When you get a blood transfusion, you receive blood via an intravenous (IV) line. Blood transfusions are sometimes necessary after an injury or surgery causes a high amount of blood loss. Some people need regular transfusions due to medical conditions such as hemophilia or cancer. This is called transfusion therapy.
According to the National Heart, Lung, and Blood Institute, about 5 million Americans need a blood transfusion each year.
Prior to any blood transfusion, laboratory tests must ensure that donor blood is compatible with yours. Transfusion therapy can take place in a hospital or outpatient transfusion center.
Donated blood is thoroughly screened for infectious agents and other factors that may put you at risk. Although serious complications can happen, the procedure is considered safe.
Sometimes, illness can make it difficult for your body to produce healthy blood. Some conditions that may require transfusion therapy include:
- kidney disease
- liver disease
- severe infection
- sickle cell disease
We have different blood types according to the antigens in our blood cells. There are four main blood groups: O, A, B, and AB.
Some also have a substance called Rh factor in our red blood cells. Those who have it are Rh positive, and those who don’t are Rh negative. This is why you hear blood type referred to as O positive (O+) or B negative (B-), for example. If you’re Rh positive, you can receive positive or negative blood. If you’re Rh negative, you can only receive Rh negative blood.
It’s important that the blood used in a transfusion works with your own blood type. If it doesn’t, your own antibodies will attack the new blood and make you sick.
People who have type O- blood are called universal donors because type O- blood is safe for almost everyone to receive. Type O- blood is used in emergency situations when there’s no time to test a person’s blood type.
People with type AB+ blood are called universal recipients because they can receive almost any type of blood transfusion.
Even though we don’t all have the same blood type, our blood is made up of the same components. Blood consists of solid and liquid parts. The solid part contains red and white blood cells and platelets. Red blood cells transport oxygen. White blood cells help fight infection. Platelets help your blood clot.
The liquid part is called plasma. It contains water, proteins, and salts.
If you’re receiving transfusion therapy, you may only need certain parts of blood. For example, people with sickle cell disease may only need red blood cells. Someone with leukemia may require platelets transfusions.
Serious complications can occur if donor and patient blood aren’t compatible. You’ll need a simple blood draw, after which the sample will be sent for laboratory testing. Be sure to tell your doctor if you’ve had reactions in response to previous blood transfusions.

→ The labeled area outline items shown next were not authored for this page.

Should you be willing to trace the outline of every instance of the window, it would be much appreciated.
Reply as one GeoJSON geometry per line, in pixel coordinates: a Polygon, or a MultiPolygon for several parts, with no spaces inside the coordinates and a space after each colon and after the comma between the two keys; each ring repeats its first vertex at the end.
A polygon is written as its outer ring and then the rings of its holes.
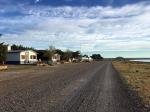
{"type": "Polygon", "coordinates": [[[25,55],[21,55],[21,59],[25,59],[25,55]]]}
{"type": "Polygon", "coordinates": [[[35,55],[31,55],[30,59],[36,59],[36,56],[35,55]]]}

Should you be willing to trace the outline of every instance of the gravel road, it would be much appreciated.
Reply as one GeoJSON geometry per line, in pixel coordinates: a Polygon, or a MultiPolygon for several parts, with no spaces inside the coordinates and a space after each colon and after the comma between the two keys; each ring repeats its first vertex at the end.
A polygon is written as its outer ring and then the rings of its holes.
{"type": "Polygon", "coordinates": [[[20,74],[0,81],[0,112],[142,112],[111,62],[20,74]]]}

Tell your doctor if you take dietary supplements containing iron.
You may be asked to sign papers consenting to transfusion therapy.
If possible, ask questions prior to the day of the procedure. For example, you might want to find out if you can have a family member donate their blood for your transfusion. Extra costs and delays may be involved with this option, which you’ll also want to ask your doctor about.

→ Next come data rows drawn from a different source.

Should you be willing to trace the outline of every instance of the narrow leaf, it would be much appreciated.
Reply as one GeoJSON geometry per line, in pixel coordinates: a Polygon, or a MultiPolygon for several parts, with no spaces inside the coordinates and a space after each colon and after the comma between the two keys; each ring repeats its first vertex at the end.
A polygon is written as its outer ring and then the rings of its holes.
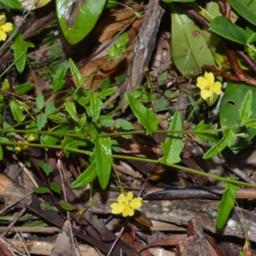
{"type": "Polygon", "coordinates": [[[125,99],[139,123],[146,129],[147,134],[152,134],[157,129],[160,118],[155,116],[152,108],[148,109],[145,107],[135,100],[132,95],[125,94],[125,99]]]}
{"type": "Polygon", "coordinates": [[[207,159],[212,157],[221,152],[226,147],[230,147],[233,138],[236,135],[234,134],[232,131],[229,129],[223,138],[205,154],[203,159],[207,159]]]}
{"type": "Polygon", "coordinates": [[[108,186],[111,171],[111,141],[108,137],[95,137],[92,142],[95,145],[93,156],[95,157],[97,175],[101,188],[104,189],[108,186]]]}
{"type": "MultiPolygon", "coordinates": [[[[182,129],[182,120],[180,111],[174,114],[168,131],[181,131],[182,129]]],[[[162,164],[175,164],[180,161],[180,154],[184,143],[182,141],[182,134],[180,133],[168,133],[165,141],[161,143],[164,156],[159,159],[162,164]]]]}
{"type": "MultiPolygon", "coordinates": [[[[236,177],[233,177],[232,179],[236,179],[236,177]]],[[[239,189],[239,186],[236,184],[231,183],[225,183],[224,184],[225,189],[218,205],[216,225],[218,229],[221,229],[225,225],[228,215],[235,204],[236,191],[239,189]]]]}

Transfusion therapy can take place in a hospital or an outpatient center. If you don’t have a permanent IV, a line will be inserted into one of your blood vessels. Your provider will confirm your identity and cross-check the blood you are about to receive.

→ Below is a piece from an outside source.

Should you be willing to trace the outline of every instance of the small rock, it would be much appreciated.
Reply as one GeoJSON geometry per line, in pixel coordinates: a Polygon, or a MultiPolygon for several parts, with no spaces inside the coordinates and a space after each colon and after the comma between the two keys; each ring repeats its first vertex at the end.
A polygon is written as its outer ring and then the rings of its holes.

You may receive a mild medication, usually diphenhydramine (Benadryl) or acetaminophen (Tylenol), to reduce side effects. Your vital signs will be checked and monitored. Generally, you will be free to move around during the transfusion, as long as you are careful not to disturb the IV. Blood will flow from a bag into the line for one to four hours.
Most people are able to resume normal activities soon after the procedure. Ask your doctor for aftercare instructions specific to your condition.
It’s extremely important that compatible blood is used. If not, your immune system will attack the donor blood. This can be a life-threatening event.
Although there is some risk, strict precautionary measures decrease the risk of transmitting infection or disease. According to the Centers for Disease Control and Prevention, transmitting infection through blood transfusion is rare in the U.S.
Some people have a transfusion reaction following the procedure. Symptoms are generally mild and may include:
- back, chest, or muscle pain
- coughing, wheezing
- itching, rash
You may have a delayed transfusion reaction. This happens when side effects occur days or even weeks later. Sometimes this includes dark-colored urine.
Be sure to report even mild side effects to your doctor or nurse immediately. Medication taken prior to a transfusion can cut down on side effects.
Ongoing transfusion therapy can cause iron overload in some people. Excess iron is stored in your liver, pancreas, endocrine glands, and heart, and can damage vital organs. Careful monitoring can tell your doctor if your body is storing too much iron. Prescription medications called chelations can help your body get rid of iron.
While there are currently no man-made alternatives for human blood, there are some drugs that can help do the job of some blood parts. Erythropoietin is a medicine that helps your body make more red blood cells. This can decrease the frequency of blood transfusions for people with chronic conditions requiring this procedure.
During surgery, surgeons can sometimes collect and reuse blood a person loses. This procedure is called autotransfusion. This can also reduce the need for a blood transfusion from a donor.